Breathing, Frontiers (Nara–Kyoto, 2009)

prayers in rough wood

One morning late in the summer of her death, I leave the swanky Kyoto hotel with only two things: a sense of desperate adventure and a bus map I have no way to make sense of. It is mid-morning, full sun. I step into the street & catch the wrong bus. Lost, I find another traveler with a better head for direction and a to-see list the same as mine. Together, we make the rounds of temples with names like stones dropped in still ponds, take pictures each of the other. Kiyomizu-dera and its golden waters. Moss & graves at Honen-in, echoes in the hillside. Eikando. Nanzenji. I touch my right hand to the cherry-lined path of Tetsugaku-no-michi, green now, no blossoms, wonder how many wiser heads have held thoughts here. Ears trained to stream’s murmur over street traffic.
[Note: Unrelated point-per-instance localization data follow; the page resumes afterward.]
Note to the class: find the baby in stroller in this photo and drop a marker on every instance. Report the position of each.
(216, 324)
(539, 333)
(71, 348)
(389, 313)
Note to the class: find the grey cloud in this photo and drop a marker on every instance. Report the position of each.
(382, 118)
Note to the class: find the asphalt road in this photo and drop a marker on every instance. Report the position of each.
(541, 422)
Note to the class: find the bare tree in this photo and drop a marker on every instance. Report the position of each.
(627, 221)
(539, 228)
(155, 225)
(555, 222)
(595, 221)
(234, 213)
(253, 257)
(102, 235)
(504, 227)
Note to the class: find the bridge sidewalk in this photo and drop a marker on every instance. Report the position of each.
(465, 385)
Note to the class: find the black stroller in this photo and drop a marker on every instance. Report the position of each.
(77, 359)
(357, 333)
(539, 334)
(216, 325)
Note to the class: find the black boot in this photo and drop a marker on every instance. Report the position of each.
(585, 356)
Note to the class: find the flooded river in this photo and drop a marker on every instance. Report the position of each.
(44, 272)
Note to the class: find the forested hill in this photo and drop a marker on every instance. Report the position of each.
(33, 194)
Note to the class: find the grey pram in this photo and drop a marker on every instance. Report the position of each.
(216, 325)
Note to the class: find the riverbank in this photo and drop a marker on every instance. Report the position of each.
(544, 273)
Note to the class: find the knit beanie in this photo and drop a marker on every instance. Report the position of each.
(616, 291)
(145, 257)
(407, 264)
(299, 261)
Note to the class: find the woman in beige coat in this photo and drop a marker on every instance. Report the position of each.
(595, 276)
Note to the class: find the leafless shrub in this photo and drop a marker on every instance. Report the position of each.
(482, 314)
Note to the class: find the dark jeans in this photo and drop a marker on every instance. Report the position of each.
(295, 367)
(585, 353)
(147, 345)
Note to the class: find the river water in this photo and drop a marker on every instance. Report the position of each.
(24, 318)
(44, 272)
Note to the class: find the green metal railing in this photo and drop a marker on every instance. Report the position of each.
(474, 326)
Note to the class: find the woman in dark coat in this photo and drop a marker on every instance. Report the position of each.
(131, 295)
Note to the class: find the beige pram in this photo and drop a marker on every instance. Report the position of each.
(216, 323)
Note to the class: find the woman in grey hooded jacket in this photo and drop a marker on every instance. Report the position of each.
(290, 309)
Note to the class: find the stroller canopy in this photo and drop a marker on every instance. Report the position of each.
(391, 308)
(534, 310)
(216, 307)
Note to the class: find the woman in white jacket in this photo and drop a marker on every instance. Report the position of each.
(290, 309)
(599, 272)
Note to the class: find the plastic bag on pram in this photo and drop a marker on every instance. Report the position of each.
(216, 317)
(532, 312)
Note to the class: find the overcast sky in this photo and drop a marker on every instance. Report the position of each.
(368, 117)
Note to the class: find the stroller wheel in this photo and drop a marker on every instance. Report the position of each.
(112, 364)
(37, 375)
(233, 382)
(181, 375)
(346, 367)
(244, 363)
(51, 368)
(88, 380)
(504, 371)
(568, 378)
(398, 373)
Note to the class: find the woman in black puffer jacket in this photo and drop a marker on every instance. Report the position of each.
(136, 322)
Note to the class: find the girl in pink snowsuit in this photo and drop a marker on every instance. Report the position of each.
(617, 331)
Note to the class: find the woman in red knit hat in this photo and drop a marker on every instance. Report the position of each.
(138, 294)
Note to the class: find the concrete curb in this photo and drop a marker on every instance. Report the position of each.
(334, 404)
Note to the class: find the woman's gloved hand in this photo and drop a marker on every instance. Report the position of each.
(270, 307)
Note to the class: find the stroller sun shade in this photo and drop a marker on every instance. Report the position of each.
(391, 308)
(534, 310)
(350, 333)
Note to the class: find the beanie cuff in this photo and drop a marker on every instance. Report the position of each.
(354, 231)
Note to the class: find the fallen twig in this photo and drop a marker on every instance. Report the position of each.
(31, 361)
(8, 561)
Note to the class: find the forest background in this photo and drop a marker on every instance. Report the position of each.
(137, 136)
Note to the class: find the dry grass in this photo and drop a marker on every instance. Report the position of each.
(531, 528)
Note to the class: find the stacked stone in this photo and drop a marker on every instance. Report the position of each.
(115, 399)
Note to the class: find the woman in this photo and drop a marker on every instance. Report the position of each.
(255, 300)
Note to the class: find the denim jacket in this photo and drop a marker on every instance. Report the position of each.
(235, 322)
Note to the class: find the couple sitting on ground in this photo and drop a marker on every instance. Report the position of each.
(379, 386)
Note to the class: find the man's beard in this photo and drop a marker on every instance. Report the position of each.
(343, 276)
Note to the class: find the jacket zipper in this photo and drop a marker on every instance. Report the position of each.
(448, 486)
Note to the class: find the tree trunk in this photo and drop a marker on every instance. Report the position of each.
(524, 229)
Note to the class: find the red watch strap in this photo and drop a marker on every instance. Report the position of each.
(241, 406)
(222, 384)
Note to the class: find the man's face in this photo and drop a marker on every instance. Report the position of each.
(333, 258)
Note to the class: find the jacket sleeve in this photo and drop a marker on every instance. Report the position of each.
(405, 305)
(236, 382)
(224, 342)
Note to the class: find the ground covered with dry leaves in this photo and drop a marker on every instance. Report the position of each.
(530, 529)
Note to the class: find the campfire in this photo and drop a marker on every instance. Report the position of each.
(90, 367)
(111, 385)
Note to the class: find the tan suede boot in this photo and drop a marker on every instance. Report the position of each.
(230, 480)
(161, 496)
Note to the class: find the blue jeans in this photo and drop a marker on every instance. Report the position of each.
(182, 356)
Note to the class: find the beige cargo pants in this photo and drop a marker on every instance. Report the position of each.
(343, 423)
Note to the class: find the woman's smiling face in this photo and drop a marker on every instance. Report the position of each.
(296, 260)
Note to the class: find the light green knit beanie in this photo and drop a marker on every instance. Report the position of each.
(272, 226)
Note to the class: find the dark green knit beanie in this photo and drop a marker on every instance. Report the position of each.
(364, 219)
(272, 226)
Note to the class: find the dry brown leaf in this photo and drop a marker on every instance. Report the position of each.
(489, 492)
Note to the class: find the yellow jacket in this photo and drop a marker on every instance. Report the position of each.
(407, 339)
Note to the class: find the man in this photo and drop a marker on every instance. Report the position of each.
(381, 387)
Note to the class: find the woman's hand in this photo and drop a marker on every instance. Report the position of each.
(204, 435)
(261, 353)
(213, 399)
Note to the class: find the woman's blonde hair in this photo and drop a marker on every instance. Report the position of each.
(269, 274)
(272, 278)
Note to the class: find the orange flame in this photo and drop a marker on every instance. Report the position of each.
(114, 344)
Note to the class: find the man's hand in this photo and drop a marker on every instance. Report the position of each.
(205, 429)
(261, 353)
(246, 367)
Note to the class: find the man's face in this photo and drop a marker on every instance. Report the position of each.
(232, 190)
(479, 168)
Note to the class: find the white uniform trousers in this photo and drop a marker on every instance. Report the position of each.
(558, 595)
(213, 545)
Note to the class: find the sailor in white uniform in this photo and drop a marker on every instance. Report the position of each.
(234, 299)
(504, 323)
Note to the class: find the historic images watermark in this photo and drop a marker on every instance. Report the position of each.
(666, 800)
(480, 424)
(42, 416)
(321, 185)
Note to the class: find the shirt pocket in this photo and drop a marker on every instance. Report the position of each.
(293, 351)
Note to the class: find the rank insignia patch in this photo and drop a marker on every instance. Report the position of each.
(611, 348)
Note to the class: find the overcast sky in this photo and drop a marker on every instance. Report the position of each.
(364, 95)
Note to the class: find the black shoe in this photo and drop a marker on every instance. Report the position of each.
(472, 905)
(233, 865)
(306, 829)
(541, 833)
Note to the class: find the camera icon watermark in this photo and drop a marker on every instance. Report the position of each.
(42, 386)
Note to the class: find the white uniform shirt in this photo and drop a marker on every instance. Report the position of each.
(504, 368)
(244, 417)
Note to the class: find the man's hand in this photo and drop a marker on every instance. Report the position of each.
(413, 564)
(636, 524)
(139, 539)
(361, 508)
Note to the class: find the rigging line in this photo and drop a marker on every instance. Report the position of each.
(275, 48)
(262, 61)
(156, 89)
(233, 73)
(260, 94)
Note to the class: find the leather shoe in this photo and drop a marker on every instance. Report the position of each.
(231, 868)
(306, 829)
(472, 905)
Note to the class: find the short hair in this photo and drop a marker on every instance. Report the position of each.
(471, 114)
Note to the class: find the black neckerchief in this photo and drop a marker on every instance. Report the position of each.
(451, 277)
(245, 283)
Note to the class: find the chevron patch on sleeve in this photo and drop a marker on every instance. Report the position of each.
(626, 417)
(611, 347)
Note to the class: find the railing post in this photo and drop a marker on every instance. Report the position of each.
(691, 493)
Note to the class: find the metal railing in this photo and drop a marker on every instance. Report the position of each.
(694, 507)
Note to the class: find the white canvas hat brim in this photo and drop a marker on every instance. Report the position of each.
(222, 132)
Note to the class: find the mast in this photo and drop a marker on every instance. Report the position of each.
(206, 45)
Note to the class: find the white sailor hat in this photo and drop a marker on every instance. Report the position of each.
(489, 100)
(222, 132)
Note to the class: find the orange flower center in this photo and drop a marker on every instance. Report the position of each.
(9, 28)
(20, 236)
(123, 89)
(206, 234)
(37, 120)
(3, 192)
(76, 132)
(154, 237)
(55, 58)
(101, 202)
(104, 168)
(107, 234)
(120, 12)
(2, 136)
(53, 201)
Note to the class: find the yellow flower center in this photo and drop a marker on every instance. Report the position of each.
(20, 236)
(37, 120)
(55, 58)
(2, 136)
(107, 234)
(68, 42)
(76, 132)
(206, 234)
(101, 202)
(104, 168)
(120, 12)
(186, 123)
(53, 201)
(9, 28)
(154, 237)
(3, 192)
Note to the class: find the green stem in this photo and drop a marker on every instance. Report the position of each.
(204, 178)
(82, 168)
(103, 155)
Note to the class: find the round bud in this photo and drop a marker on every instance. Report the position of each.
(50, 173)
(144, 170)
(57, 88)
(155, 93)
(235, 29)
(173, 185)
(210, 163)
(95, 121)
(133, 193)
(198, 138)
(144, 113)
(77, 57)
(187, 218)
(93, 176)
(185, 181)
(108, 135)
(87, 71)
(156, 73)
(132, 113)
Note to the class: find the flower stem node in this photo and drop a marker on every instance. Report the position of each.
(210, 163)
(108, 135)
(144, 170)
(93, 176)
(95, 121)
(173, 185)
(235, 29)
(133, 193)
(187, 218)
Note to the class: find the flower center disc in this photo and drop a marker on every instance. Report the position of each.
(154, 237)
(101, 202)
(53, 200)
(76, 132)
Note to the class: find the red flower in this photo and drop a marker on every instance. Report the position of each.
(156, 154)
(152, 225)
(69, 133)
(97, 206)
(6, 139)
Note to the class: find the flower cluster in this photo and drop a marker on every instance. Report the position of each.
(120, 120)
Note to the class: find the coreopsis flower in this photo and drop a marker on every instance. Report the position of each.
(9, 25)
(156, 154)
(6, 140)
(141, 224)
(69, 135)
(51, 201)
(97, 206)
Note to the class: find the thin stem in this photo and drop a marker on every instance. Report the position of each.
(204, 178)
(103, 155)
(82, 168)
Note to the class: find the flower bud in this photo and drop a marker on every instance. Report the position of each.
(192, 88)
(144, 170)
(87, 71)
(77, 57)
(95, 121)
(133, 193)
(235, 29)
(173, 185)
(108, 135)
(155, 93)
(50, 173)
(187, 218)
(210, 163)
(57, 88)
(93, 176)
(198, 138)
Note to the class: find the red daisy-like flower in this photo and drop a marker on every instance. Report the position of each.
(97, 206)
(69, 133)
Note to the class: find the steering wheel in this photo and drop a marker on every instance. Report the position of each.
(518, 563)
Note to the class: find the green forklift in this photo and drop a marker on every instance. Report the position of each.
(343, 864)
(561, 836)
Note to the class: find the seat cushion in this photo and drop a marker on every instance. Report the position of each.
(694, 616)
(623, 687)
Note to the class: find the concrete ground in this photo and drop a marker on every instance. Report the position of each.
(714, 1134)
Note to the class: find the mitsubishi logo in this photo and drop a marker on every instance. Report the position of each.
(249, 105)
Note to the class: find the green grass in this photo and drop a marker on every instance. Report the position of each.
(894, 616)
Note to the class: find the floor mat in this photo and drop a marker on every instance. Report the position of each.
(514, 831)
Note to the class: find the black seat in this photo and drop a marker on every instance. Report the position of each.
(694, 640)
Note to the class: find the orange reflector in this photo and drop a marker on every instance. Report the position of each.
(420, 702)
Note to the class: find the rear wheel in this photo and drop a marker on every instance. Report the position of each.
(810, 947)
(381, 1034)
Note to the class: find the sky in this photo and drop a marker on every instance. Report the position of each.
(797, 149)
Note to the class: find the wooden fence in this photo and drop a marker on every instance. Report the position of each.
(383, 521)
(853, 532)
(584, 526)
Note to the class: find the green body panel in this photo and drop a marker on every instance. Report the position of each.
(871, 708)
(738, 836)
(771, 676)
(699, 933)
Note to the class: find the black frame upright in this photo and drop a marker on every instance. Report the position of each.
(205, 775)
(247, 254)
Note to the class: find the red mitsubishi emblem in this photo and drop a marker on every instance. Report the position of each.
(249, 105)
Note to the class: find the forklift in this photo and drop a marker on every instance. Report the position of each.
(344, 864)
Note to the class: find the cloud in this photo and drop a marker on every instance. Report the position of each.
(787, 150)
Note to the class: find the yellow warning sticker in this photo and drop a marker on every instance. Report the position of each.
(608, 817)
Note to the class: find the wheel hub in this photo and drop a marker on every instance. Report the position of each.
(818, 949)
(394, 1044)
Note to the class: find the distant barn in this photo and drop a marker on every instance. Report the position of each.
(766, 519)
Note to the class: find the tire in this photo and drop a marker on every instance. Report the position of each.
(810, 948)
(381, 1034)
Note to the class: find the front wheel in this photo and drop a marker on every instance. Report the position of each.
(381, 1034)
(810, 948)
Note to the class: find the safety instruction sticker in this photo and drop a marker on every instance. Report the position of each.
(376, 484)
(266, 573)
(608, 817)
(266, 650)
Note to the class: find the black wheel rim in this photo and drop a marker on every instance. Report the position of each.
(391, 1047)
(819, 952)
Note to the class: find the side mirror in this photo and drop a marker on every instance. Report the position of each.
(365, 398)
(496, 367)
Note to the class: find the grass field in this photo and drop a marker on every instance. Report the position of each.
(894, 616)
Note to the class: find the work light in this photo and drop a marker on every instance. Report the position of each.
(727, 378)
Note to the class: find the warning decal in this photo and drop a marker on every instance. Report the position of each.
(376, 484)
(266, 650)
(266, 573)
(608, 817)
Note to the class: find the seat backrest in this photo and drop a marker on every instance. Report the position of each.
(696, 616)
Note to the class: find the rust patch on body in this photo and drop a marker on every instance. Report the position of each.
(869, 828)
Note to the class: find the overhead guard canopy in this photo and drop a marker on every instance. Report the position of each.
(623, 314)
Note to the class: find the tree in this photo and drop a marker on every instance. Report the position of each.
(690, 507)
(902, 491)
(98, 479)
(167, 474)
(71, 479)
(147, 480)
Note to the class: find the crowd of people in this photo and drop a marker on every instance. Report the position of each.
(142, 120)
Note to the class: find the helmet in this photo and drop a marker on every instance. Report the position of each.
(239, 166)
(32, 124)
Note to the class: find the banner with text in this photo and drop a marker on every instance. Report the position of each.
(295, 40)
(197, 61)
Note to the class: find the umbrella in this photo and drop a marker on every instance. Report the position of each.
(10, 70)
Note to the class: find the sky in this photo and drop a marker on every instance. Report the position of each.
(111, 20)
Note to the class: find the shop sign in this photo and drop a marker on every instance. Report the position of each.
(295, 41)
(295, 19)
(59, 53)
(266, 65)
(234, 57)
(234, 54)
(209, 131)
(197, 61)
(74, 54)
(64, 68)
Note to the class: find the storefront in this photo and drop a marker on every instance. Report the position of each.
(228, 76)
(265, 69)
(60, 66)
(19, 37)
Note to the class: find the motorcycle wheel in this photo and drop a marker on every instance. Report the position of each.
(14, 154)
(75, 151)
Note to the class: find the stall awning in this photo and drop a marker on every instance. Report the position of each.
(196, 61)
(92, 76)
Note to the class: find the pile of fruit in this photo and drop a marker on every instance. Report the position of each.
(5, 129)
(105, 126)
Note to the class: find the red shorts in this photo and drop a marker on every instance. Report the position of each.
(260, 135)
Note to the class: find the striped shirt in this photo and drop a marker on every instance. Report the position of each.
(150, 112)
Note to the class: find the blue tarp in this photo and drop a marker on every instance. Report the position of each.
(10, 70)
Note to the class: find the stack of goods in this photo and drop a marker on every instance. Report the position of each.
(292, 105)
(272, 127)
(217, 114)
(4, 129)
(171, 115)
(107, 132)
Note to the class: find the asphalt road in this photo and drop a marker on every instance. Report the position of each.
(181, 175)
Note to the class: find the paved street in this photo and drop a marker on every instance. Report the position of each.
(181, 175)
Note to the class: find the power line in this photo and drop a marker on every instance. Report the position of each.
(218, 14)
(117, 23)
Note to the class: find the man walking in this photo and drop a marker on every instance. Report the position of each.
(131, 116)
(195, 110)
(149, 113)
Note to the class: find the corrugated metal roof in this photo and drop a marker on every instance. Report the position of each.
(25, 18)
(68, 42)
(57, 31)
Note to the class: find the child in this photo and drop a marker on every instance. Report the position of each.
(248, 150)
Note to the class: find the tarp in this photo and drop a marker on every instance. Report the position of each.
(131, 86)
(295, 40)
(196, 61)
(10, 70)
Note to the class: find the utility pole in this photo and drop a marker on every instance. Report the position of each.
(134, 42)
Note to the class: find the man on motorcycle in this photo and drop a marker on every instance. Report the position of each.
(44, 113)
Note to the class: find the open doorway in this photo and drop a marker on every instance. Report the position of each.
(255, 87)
The day clouds as the sun sinks, and then at long last Ginkaku-ji, the Silver Pavilion that was never silver, umbrellaless under matching skies as rain begins to fall.

I hang a prayer
in wood by a heron’s pool
but do not forget.

Cafe Pantoum

The bell rings, another customer.
Smile plastered in place, I look up;
another hour, another dollar.
The things we do for love.

I look up, smile plastered in place,
How was your weekend?
The things we do for love
aren’t always comfortable.

How was your weekend?
“Mostly we just slept.”
–something not always comfortable
to admit, with your lover working beside you.

Mostly we just slept,
but there’s still tiredness under my eyes,
even with my lover working beside me;
it’s like a forced march into tomorrow

with today’s tiredness still in my eyes;
another eternity, another dollar.
Like a forced march into forever:
the bell rings, another customer.

observations from a hard plastic chair

every man’s socks look dingier under the fluorescent E-R lights. the nurse
wears false eyelashes on the midnight shift; they ask why i’m here.
her pulled-out tee shows tops of oranged cleavage we pretend to not
see. there is urine under your bed when they roll you away, but not yours.
the stain clashes well with the grey-green tile, just the color of stale love.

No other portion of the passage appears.